O curta foi analisado por um júri que incluía Billy Zane (Titanic), John Lee Hancock (Walt nos Bastidores de Mary Poppins) e ninguém menos que Steven Spielberg. Sim, um filme que produzi foi assistido por Spielberg. Meu arrependimento? Eu não era o diretor. A parte do elenco não passou por mim, e acredito que um elenco mais forte teria elevado o projeto. A experiência foi marcante, mas deixou essa lição.
Então, essas são minhas glórias e meus arrependimentos.
7) Para finalizar, deixe uma frase ou pensamento envolvendo o cinema que representa você.
L.P.: Gosto de pensar que tudo está ligado ao ciclo da vida. Trago algumas citações que me acompanham:
“Minha mãe sempre dizia: a vida é como uma caixa de chocolates. Você nunca sabe o que vai encontrar.”
— Forrest Gump (1994)
“Lembre-se de quem você é.”
— Mufasa, em O Rei Leão (1994).
E este diálogo, também de O Rei Leão:
Mufasa: "Temos que respeitar desde a formiguinha até o maior dos antílopes."

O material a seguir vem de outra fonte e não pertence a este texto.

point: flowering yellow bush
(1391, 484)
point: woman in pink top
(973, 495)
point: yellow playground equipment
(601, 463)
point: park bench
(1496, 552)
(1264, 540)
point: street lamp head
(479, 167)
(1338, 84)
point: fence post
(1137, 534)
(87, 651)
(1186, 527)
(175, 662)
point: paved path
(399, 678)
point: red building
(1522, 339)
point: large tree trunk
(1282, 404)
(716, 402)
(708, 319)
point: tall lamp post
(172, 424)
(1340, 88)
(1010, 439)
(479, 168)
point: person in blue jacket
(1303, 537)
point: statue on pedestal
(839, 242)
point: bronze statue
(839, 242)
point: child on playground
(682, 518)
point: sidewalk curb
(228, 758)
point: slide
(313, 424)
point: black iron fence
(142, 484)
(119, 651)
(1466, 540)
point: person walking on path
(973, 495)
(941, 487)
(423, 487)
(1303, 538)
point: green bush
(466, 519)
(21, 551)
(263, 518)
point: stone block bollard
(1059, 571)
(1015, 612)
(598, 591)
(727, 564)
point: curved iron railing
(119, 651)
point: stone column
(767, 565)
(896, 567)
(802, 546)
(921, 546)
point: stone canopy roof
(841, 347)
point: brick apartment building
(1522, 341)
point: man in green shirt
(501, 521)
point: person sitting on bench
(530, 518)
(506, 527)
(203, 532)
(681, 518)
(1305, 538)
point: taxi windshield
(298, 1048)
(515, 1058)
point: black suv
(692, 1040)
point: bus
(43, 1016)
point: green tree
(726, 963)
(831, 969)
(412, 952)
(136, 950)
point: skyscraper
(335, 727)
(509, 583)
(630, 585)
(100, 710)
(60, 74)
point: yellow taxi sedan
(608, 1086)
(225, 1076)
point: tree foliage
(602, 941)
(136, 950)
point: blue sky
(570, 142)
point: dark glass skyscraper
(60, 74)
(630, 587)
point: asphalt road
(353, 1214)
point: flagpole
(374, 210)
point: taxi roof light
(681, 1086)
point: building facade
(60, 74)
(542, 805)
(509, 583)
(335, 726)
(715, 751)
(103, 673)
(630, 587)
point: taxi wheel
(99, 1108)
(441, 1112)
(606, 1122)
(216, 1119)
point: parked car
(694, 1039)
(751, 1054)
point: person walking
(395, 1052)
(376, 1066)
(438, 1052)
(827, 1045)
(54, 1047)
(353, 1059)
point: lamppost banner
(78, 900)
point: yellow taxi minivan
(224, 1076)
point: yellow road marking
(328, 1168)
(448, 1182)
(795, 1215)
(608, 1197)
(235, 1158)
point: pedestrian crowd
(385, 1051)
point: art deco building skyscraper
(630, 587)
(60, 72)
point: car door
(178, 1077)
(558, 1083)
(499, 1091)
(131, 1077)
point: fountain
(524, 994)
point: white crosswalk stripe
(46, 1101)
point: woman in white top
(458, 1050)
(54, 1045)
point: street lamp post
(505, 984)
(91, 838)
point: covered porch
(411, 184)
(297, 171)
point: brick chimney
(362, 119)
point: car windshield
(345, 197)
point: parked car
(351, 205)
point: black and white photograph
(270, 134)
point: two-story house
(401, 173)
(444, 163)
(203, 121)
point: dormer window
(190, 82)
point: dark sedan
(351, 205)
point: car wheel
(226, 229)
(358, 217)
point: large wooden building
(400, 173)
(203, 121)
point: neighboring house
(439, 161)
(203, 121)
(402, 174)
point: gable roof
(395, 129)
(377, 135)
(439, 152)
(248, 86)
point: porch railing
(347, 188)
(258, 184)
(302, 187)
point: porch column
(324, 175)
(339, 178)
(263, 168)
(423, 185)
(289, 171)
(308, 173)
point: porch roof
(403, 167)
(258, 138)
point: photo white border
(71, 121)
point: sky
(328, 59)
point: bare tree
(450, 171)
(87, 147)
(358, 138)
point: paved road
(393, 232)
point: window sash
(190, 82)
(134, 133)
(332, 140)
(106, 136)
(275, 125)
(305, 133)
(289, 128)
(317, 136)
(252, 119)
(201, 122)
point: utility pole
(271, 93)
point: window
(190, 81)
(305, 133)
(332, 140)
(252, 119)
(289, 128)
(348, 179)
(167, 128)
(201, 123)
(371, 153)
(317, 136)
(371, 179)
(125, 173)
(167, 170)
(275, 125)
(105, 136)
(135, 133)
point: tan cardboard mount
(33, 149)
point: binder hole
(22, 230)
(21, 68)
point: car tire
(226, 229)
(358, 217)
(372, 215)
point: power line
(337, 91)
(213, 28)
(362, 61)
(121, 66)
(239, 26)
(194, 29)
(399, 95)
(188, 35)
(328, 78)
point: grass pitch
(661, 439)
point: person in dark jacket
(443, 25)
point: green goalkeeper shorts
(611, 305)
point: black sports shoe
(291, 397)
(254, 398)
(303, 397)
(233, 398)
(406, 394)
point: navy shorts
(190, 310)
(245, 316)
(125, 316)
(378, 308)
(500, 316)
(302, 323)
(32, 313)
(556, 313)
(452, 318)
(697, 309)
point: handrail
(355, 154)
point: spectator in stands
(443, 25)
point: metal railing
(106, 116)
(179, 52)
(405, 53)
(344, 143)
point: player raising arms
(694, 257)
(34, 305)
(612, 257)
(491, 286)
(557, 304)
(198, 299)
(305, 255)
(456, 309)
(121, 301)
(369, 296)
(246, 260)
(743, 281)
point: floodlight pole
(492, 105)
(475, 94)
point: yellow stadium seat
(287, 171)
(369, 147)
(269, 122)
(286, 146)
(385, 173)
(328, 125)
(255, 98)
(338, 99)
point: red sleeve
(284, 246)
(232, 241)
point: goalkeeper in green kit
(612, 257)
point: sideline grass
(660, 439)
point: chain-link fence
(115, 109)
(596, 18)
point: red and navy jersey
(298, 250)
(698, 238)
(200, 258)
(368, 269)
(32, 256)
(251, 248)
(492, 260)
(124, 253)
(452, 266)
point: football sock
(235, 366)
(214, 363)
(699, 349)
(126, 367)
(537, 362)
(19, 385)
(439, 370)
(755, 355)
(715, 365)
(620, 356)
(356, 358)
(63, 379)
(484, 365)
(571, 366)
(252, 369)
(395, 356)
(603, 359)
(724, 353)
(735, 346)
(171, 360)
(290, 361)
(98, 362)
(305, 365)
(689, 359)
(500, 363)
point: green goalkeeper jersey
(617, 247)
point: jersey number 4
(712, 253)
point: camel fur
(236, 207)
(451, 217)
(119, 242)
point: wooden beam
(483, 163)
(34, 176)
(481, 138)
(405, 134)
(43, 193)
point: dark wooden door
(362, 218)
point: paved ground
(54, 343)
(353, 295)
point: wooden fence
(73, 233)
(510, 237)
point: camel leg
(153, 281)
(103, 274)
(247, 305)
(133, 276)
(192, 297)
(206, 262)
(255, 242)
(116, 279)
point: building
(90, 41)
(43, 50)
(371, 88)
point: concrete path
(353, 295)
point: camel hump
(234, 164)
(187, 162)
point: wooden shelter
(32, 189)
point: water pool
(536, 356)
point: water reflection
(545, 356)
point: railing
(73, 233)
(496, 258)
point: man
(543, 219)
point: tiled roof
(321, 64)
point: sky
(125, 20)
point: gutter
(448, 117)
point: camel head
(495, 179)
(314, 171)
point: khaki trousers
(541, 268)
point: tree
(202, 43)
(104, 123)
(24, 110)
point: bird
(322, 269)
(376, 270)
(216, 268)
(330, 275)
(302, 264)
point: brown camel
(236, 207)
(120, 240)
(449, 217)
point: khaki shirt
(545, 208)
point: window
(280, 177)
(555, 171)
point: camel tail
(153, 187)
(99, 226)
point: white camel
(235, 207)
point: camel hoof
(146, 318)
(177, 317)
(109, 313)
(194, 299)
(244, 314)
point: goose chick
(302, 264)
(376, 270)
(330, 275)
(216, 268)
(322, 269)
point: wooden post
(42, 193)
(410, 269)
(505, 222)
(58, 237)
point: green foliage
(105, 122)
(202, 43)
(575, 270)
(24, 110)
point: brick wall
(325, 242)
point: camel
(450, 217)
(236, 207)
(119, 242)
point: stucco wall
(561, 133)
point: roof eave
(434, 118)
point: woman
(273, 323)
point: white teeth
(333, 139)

Simba: "Mas nós não comemos antílopes?"
Mufasa: "Sim, Simba. Mas deixe-me explicar: quando você morre, seu corpo se transforma em grama, e o antílope come a grama. Assim, estamos todos conectados no grande ciclo da vida."
Também carrego comigo esse pensamento de Jack Kerouac:
“Aqui estão os loucos. Os desajustados. Os rebeldes. Os criadores de caso. Os pinos redondos nos buracos quadrados. Aqueles que veem as coisas de forma diferente. Eles não curtem regras. E não respeitam o status quo. [...] Porque as pessoas loucas o bastante para acreditar que podem mudar o mundo são as que o mudam.”
E, por fim, uma máxima que muitos no cinema conhecem:
“Um cineasta que só sabe cinema, nem cinema sabe.”
Essas frases representam bem o que acredito: lembrar quem somos, nos inspirar nos outros — principalmente nos invisíveis e marginalizados — e estar prontos para as surpresas da vida. Porque ela é assim: a gente planeja de um jeito e ela vem e nos transforma. E quando acharmos que já sabemos tudo, talvez seja hora de trocar de roupa — e de armário.
M.V.: Obrigado, amigo. A gente se vê nos filmes.